Ortiz spoke of the memories he made while he played in Boston, from the beginning of his career in the city in 2003 to his final campaign in 2016. He said that, during his final at-bat at Fenway Park, it felt as though all of New England surrounded him.
“It’s been almost 20 years since my first day in Boston. We have some incredible memories,” Ortiz said. “When I think about Boston, I definitely think about 2004, 2007 and of course 2013, after the city was shaken by the Marathon bombing, I have never seen a community bounce back and reunite like Boston.”
Ortiz ended his speech by stressing the importance of believing in others. Throughout his speech, he highlighted how he had supporters who always expected big things out of him and believed in his ability.

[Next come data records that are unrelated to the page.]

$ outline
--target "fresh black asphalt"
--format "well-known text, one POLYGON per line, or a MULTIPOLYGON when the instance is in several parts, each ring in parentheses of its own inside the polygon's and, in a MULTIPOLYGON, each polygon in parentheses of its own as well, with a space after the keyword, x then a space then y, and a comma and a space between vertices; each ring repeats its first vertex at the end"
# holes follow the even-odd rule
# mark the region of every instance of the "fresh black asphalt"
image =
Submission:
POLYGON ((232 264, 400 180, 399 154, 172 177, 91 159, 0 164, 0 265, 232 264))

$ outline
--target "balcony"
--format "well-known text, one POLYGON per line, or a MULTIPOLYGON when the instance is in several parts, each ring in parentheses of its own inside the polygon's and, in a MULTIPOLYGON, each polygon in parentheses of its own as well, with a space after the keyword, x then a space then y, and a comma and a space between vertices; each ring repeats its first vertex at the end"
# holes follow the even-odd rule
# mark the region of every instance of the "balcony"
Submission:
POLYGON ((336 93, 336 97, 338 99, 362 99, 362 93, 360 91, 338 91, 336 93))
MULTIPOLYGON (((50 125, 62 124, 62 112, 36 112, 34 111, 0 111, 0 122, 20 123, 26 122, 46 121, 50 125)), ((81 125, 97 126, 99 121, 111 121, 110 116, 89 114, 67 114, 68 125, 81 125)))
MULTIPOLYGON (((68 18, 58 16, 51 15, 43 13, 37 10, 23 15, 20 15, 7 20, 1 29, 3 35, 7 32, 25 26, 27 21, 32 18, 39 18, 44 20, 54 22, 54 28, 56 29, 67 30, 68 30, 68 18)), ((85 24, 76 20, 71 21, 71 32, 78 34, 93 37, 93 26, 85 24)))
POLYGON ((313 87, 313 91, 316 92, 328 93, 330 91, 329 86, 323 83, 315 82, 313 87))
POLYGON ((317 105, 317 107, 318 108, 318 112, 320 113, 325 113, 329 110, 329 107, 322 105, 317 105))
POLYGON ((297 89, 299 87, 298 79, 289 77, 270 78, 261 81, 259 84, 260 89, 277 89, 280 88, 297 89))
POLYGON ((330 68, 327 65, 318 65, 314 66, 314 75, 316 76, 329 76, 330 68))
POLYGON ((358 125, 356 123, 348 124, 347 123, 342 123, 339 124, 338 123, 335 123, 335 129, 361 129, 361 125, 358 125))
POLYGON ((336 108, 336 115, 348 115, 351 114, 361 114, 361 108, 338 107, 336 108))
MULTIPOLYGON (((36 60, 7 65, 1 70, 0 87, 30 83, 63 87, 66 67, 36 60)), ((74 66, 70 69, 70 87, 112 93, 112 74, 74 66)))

“I always try to live my life in a way that supports others. That make a positive influence in the world. And if my story can remind of anything, let it remind you that when you believe in someone, you can change their world. You can change their future,” Ortiz said. “Just like so many people who believed in me. To everyone that believed in me, from my family to coaches to teammates to fans, know I could not have done this without you. My Hall of Fame plaque represents each one of you, and I’m going to thank you guys for the rest of my life.”